Dr Fahmi, who is also professor of political science at the American University in Cairo, said in the face of the ascendant Islamist threat at home, and the apparent cross-national links between underground terrorist groups, Egypt has been calling for an international conference to combat terrorism since 1986, but nobody has ever paid heed to these calls.

“Egypt is fighting a war of existence and has reservations over the US-led coalition. Egypt has demanded that all terrorist organisations including the Muslim Brotherhood should be fought, and not just Daesh,” Dr Fahmi said.

General Peter Pace, former US Chairman of the Joint Chiefs of Staff, said we may see the threat (of terrorism) differently, but we are existentially threatened.

“There is no going back. My country with all good intents has made mistakes but it is willing to learn a lesson.”

Pace confirmed that no nation on the planet is so big that it can do everything alone and no nation is so small that it cannot contribute to fighting terrorism.

“Our enemy has a plan. Our enemy is not defeated, so sooner or later we will be attacked. Are we going to surrender or fight them?” he asked and immediately answered that we will defend our freedom.

‘Listening to each other’

General Pace agreed that 10 to 20 per cent of what the US does is not good for other parties and that 10 to 20 per cent of what it does even not good for the superpower itself.

“But this leaves between 60 to 80 per cent that is good for everybody. What we all need is listening to each other,” Pace said.

Mahash Saeed Al Hameli, director of the international security cooperation department at the UAE Foreign Ministry, said the US had made major mistakes.

“It marginalised a major part of the Middle East. The Palestinians are due to discuss their cause in the UN Security Council. Will they be allowed to do so without America using the veto. Will the US continue to punish the Palestinian people for more than 60 years?”

John Allen, the former top military commander, created extremism in Iraq, Al Hameli said, referring to talks held in August between US officials and the governors, tribal leaders and other Iraqi politicians in the city of Arbil to discuss recruiting and organising fighters in four Sunni-dominant provinces where Daesh has snatched territory.

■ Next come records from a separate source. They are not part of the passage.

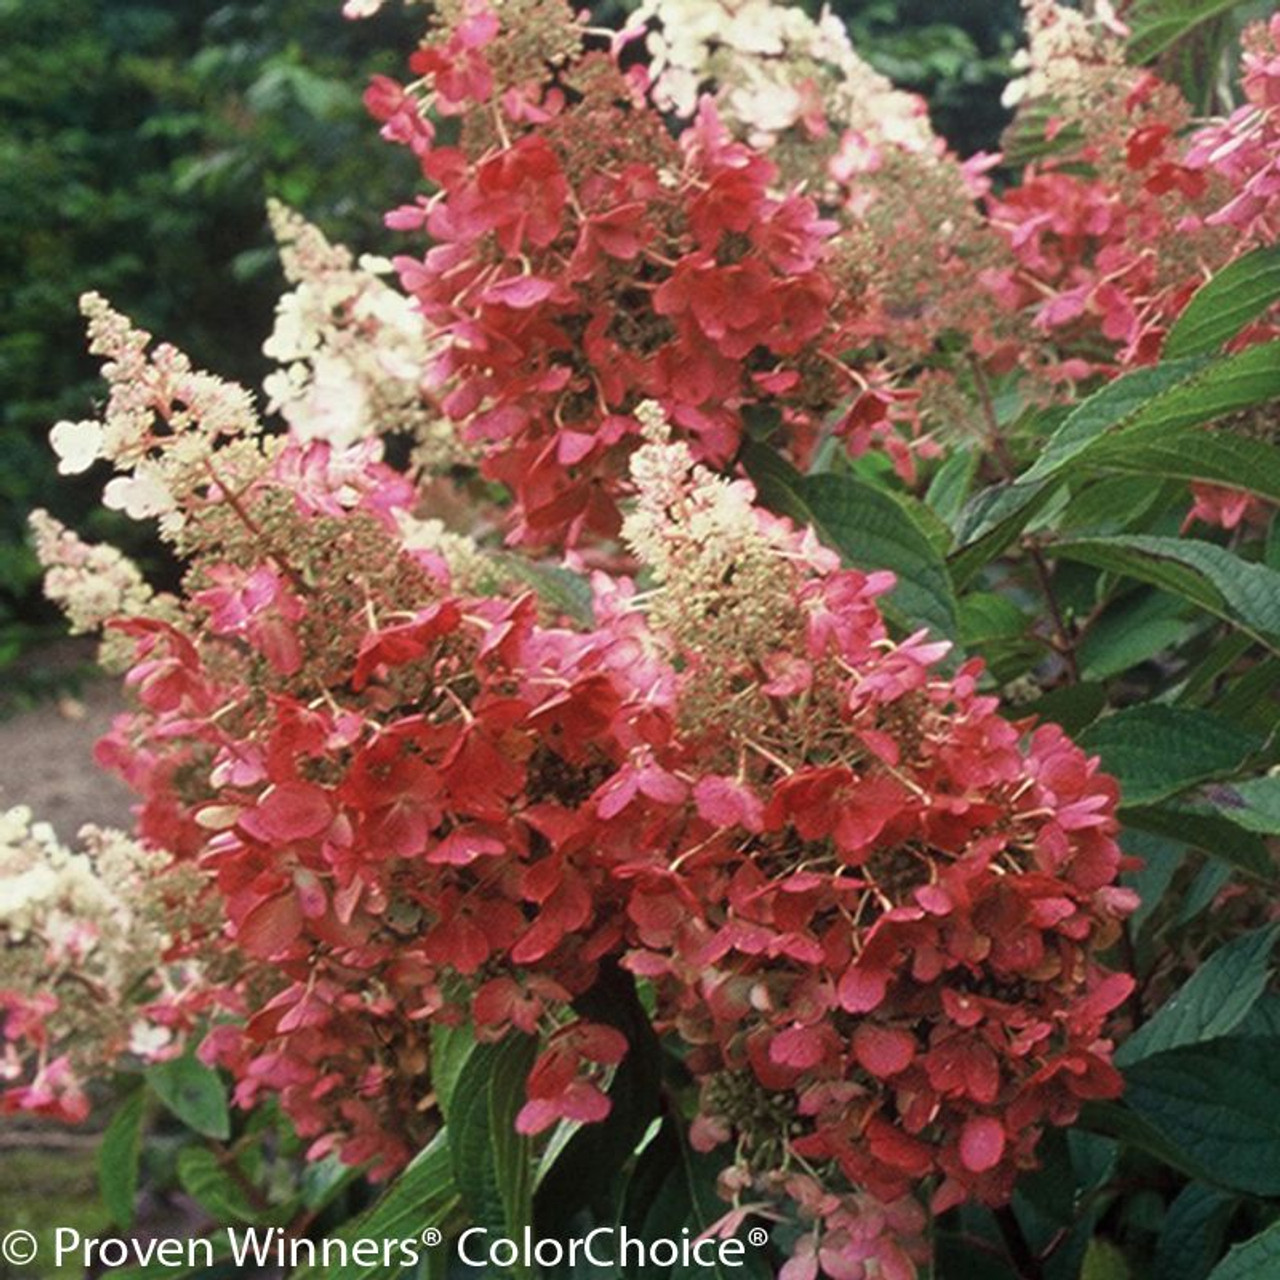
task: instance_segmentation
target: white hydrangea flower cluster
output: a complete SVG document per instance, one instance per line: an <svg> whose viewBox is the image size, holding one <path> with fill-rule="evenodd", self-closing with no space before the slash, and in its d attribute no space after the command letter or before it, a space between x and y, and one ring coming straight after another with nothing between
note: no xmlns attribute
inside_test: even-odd
<svg viewBox="0 0 1280 1280"><path fill-rule="evenodd" d="M151 1016L172 976L158 888L181 891L158 875L169 858L118 831L80 839L73 852L25 806L0 812L0 1081L18 1105L65 1119L87 1111L82 1077L174 1043Z"/></svg>
<svg viewBox="0 0 1280 1280"><path fill-rule="evenodd" d="M757 506L750 481L696 463L658 405L636 417L646 443L631 456L636 503L622 537L658 584L646 600L651 627L726 663L768 652L795 624L797 575L837 558L811 530Z"/></svg>
<svg viewBox="0 0 1280 1280"><path fill-rule="evenodd" d="M138 566L109 543L85 542L44 510L33 511L28 524L44 568L44 593L62 610L73 635L102 632L112 618L147 614L176 619L177 601L157 596ZM108 671L123 671L132 654L126 637L103 634L98 661Z"/></svg>
<svg viewBox="0 0 1280 1280"><path fill-rule="evenodd" d="M381 278L391 264L356 262L278 201L269 213L294 288L263 345L281 366L264 383L268 410L301 439L335 448L393 431L429 434L439 416L421 392L431 346L413 303Z"/></svg>
<svg viewBox="0 0 1280 1280"><path fill-rule="evenodd" d="M921 98L859 57L844 24L824 9L771 0L644 0L629 30L648 29L656 100L692 115L698 96L718 86L717 105L756 146L772 146L796 126L863 134L911 151L941 144Z"/></svg>
<svg viewBox="0 0 1280 1280"><path fill-rule="evenodd" d="M138 566L109 543L91 546L47 511L28 518L45 594L66 614L73 635L99 630L114 617L149 611L155 593Z"/></svg>
<svg viewBox="0 0 1280 1280"><path fill-rule="evenodd" d="M406 4L413 4L415 0L405 0ZM342 6L342 16L344 18L372 18L375 14L380 13L386 8L387 0L346 0Z"/></svg>
<svg viewBox="0 0 1280 1280"><path fill-rule="evenodd" d="M0 931L6 953L38 939L49 976L74 964L78 981L116 998L136 972L130 953L154 964L168 945L142 927L136 902L167 859L118 831L81 836L87 852L73 853L25 806L0 814Z"/></svg>
<svg viewBox="0 0 1280 1280"><path fill-rule="evenodd" d="M706 585L732 564L771 551L746 480L727 480L696 463L683 440L672 440L661 407L636 409L646 443L631 455L637 500L622 525L627 545L662 583L687 579ZM696 569L694 566L696 565Z"/></svg>
<svg viewBox="0 0 1280 1280"><path fill-rule="evenodd" d="M86 471L99 459L116 471L103 503L135 520L160 517L176 534L184 497L217 483L209 471L215 446L253 437L260 423L243 387L192 366L169 343L148 354L151 335L136 328L104 298L87 293L80 310L89 322L89 350L105 356L111 391L100 421L59 422L49 433L64 474ZM256 455L257 445L250 446Z"/></svg>
<svg viewBox="0 0 1280 1280"><path fill-rule="evenodd" d="M1041 98L1071 100L1087 91L1085 68L1123 65L1128 29L1108 0L1098 0L1092 17L1057 0L1023 0L1022 7L1027 46L1013 55L1014 70L1022 74L1005 86L1006 107Z"/></svg>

“The occupation of Iraq was a mistake, will the US avoid occupying another country so that no more terrorists are created?” Al Hameli asked.

He added forging a coalition with Iran created a large number of Daesh fighters and so did the occupation of Afghanistan to eliminate Al Qaida and the Taliban. Now the US is engaging the Taliban in talks for a political solution there … How can we expect any good from the Taliban given the example of the Muslim Brotherhood in Egypt?

The forum discussed the unprecedented challenges of radicalisation facing the Arab world and the international community at large.

Experts argued the international coalition against terrorism should then solve the Syrian crisis and restore the Iraqi state; develop this war so as to face the roots of terrorism that sprang from the Muslim Brotherhood and other groups of political Islam; and go after other terrorist organisations in the region such as those in Libya, Mali and Yemen.

“The international coalition should vigorously counter the wave of terrorism that has taken hold in parts of the Arab world. This is particularly the case in countries that have been weakened by internal conflicts and instability, and have thus been the prey of choice for terrorist groups such as Daesh and Jabhat Al Nusra,” said Dr Ahmad Al Hameli, chairman of Trends Research and Advisory, the organisers of the forum.